Propos recueillis par Emmanuel Debono
Comment les puissances exercent-elles aujourd’hui leur influence au-delà de leurs frontières ?
Dans un cadre géopolitique, les stratégies d’influence des États visent à entretenir leur image et leur rayonnement, légitimer leurs actions de politique étrangère ou nuire à un adversaire. Loin de s’exclure, ces objectifs peuvent s’accumuler. Ici on parle donc d’influence délibérée, celle qui mobilise de l’intelligence pour modifier un rapport de force. Elle est une action de médiation et un processus qui s’inscrit dans le temps. C’est un ensemble de pratiques très variées auxquelles les États ont dédié des moyens de manière plus ou moins importante en fonction des pays (les pays les plus avancés dans le domaine étant les États-Unis, la Russie et la Chine).

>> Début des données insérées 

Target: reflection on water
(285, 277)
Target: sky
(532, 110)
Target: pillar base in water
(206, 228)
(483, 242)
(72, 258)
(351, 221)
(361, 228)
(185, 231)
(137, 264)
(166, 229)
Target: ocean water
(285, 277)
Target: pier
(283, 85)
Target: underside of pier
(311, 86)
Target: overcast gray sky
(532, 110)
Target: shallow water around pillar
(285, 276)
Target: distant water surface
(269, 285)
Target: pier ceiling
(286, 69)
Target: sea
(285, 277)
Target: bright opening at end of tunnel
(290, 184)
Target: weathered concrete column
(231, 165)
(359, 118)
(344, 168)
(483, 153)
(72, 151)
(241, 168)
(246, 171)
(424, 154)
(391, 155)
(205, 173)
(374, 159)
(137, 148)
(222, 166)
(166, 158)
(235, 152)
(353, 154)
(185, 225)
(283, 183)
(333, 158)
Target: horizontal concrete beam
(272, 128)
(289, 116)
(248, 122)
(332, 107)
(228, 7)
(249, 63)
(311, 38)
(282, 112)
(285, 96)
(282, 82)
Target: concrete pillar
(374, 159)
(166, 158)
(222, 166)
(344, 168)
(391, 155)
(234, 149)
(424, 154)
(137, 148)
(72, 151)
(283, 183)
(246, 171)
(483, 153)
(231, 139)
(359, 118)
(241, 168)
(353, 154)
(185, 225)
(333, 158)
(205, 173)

Cette palette de moyens a toujours été très large – diplomatiques, médiatiques, culturels, militaires – mais si la question de l’influence stratégique des États est devenue aussi importante aujourd’hui, c’est notamment parce que la numérisation de l’espace informationnel et les outils du numérique offrent de nouvelles opportunités.
Les outils du numérique permettent de s’adresser à des audiences préalablement définies de manière ciblée, sans médiation, à distance, avec un degré de transparence variable et à peu de frais.Que les opérations soient complètement assumées ou clandestines, la numérisation de l’espace informationnel facilite la mise en œuvre d’opérations sur tout le spectre de l’influence informationnelle, en propre ou en complément de stratégies plus conventionnelles.
D’autre part, la numérisation de l’espace informationnel a contribué à modifier le rapport au visible et à l’invisible, au secret ou au discret, plaçant la question de l’image et de la maîtrise des récits au cœur des enjeux de pouvoir de manière permanente. Dans et par cet espace, se jouer et jouer avec l’image et l’information devient un élément incontournable de toutes stratégies géopolitiques.
Les États autoritaires, soutenus par une frange de l’opinion des pays démocratiques, retournent constamment contre ces derniers l’accusation faite aux médias gouvernementaux d’être des « organes de propagande ». Qu’est-ce qui distingue les médias des uns et ceux des autres ?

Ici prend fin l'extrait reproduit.